Why was I out there? Why was I running through the cold rain and 40mph gusts of wind? Why wasn’t I curled up on the couch with a hot cup of cider, reading a book, and listening to the wind and rain outside? Why didn’t I just stop running?
I spent a lot of time running alone in the woods this past summer while training for my first ultramarathon. No running partner. No headphones. Just me, my thoughts, and the hundreds of flies buzzing around my head. I had struggled to run consistently over the past year, and I knew I had to confront any doubts I had.
On one of my long runs, I thought a lot about the negative things that people had said to me about my running in the past that I had never let go of.
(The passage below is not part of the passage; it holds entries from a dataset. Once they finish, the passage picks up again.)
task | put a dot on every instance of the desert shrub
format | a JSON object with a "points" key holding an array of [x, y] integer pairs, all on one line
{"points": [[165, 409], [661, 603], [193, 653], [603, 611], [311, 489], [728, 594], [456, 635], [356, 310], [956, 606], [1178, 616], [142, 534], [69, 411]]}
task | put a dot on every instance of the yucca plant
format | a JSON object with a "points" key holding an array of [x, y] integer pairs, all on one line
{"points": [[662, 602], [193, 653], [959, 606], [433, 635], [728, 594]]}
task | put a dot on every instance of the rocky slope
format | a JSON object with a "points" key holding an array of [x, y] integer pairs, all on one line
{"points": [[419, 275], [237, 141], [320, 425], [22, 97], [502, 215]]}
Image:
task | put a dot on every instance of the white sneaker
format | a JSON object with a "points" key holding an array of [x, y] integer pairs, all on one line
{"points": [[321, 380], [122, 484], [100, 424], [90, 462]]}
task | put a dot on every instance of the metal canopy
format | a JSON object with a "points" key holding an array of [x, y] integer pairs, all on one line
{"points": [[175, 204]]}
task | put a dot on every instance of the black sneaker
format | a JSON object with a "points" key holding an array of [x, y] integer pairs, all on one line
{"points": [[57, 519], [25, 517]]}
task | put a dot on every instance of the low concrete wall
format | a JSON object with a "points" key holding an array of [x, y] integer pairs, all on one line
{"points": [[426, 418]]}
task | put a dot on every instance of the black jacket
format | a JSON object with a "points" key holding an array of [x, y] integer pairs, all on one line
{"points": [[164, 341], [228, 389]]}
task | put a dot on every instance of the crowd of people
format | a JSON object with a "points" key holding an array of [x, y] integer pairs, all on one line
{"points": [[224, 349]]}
And while it pulled me through that run, I felt more mentally and emotionally drained than usual afterwards. I knew that I had to let go of those feelings of resentment. I couldn’t spend an entire race thinking about all the things that had torn me down so many times before.
Why? It’s a question that will eventually creep into the mind of any runner if you run long enough. And it’s a question that nobody else can answer for you. Your answer is your own.
What is it that pulls you out the door on a rainy morning? What keeps you going in the middle of a long run on a hot summer day?
I decided that I was going to run because it was actually something that I enjoyed doing. I wasn’t going to run for the ghosts of the past, but instead because I liked to run and couldn’t help myself. I wanted to run towards who I wanted to become instead of away from the past and who I used to be.
Whatever your reason for running is, we’re all on this journey together. And while our “why’s” may be a little different, the sport of running has a unique way of bringing people together. And sometimes, that’s all the “why” you really need.